The first are pauses where the participant’s hand remains stationary in the air in the middle of completing a task. This could indicate a participant’s hesitancy about the completing a sub-task, i.e. does salt or sugar go with coffee. The mobility of the arm can be measured by computing the magnitude of the x, y, and z-axis of the accelerometer, \(\sqrt{x^2 + y^2 + z^2}\). A pause is a consecutive period of time where the arm remains static. This is determined by whether the magnitude of the accelerometer data is within a user-specified threshold value \(\tau \), i.e. \(\sqrt{x^2 + y^2 + z^2} < \tau \).

The second feature is the presence of sudden movements, where the participant’s hand moves accelerates in the same or opposite direction. This could indicate instances where the participant realizes a mistake before completing an action, e.g. initially reaching for the ice-cream scoop (instead of the spoon), but self-corrects before actually touching the ice-cream scoop. We determine a sudden movement when either consecutive x or y-axis accelerator values are larger than a user-supplied threshold value. We do not consider the z-axis values because a fast downward movement may be common when picking up objects.

4.3 Preliminary Results and Discussion

We tested our system on two older adults, OA2 and OA7, performing the lunch task NAT. One of the older adults (OA2) has mild cognitive impairment (MCI), whereas the other (OA7) does not. Figure 6 shows the demographics of the two older adults, as well as the differences in pauses and sudden movements based on the smartphone data. The Mini Mental Status Exam (MMSE) is a test of global cognitive status given to the older adults. Both OA2 and OA7 performed within the healthy range on this task. The Functional Assessment Questionnaire (FAQ) is a self-reported measure of functioning. A higher score indicates more functional problems. Both older adults performed within the normal range on the FAQ.

Fig. 6.
figure 6

Preliminary results from smartphone data.

As shown in Fig. 6, the results of human error coding showed that the older adult with MCI committed 1 overt error and 9 micro-errors, whereas the healthy older adult made no overt or micro-errors. Data from the watch reveled that the older adult with MCI had approximately 50% more pauses than the healthy older adult, as well as 17% more sudden movements. The threshold for pauses and sudden movements is a magnitude of 1.0 and difference of acceleration of 0.5 m/s respectively.

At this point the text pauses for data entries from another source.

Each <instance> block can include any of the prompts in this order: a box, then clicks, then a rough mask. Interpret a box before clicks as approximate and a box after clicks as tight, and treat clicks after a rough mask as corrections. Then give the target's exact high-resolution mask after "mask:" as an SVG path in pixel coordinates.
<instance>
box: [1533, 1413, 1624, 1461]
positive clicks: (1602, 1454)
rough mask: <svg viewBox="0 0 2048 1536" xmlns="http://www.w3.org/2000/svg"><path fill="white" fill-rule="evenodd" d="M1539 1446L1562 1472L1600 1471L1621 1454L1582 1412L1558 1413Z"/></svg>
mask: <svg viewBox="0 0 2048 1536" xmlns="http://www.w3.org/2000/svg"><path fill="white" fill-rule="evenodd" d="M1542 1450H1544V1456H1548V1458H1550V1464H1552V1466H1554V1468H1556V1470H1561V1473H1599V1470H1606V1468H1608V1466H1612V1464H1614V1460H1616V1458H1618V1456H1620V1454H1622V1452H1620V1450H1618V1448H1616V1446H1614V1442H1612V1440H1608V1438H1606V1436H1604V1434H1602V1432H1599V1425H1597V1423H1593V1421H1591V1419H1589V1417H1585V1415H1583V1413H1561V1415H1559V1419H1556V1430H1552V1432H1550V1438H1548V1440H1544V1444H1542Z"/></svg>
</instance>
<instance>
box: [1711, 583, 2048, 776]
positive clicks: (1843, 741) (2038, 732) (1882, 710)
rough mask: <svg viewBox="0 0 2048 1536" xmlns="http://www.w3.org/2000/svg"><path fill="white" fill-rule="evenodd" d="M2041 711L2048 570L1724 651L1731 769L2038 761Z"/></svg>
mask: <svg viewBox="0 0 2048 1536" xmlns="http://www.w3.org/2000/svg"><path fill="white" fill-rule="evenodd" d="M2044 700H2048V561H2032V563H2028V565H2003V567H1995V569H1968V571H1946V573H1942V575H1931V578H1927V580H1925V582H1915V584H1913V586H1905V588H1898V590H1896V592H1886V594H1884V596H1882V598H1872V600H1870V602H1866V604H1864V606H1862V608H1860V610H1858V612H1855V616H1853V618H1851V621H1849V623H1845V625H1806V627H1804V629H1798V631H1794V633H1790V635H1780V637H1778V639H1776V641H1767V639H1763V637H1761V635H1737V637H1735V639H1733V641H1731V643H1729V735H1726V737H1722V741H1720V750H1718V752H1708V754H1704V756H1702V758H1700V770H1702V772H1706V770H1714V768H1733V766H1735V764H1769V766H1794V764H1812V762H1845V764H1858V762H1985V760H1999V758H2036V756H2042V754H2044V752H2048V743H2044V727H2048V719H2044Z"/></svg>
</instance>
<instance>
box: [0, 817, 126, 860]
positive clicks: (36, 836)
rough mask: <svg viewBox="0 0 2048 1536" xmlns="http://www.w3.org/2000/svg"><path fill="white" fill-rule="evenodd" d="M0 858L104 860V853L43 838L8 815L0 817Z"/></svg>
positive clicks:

Our preliminary findings indicate that the smartwatch can capture data from a NAT that can be indicative of MCI. However, we also identified two open issues. The first issue is the need to develop methods to individualized parameters and thresholds in the toolkit. Older adults differ in speed and dexterity of their physical movements, which may not be directly related to their cognitive abilities. However, the features of sudden movements and pauses are sensitive to these physical differences. One of our future aims is to explore ways of adjusting the parameters based on participant’s physical capabilities. One approach is to include a profiling stage into the NAT to capture sufficient data to adjust the parameters. Another open issue is to identify a better method for accurately identifying episodes of overt and micro-errors. From Fig. 2, we see that the instructions to the participant’s are fairly generic. This means that participants’ arm movements may differ because they are completing a subtask differently than other older adults (e.g., adding two scoops of sugar rather than just one). Such individual differences may not be indicative of any difference in cognitive state. One approach we are considering is a finer-grain approach that examine a few specific sub-tasks, rather than the entire NAT trace, to identify errors.

5 Conclusion

Early detection of dementia is an important problem for many countries, especially countries with an aging population. Current methods of detection are not scalable to large population. This paper describes a system that uses consumer smartwatches to capture data from NATs to facilitate the identification of MCI among older adults. Preliminary experiments indicate that the approach is promising.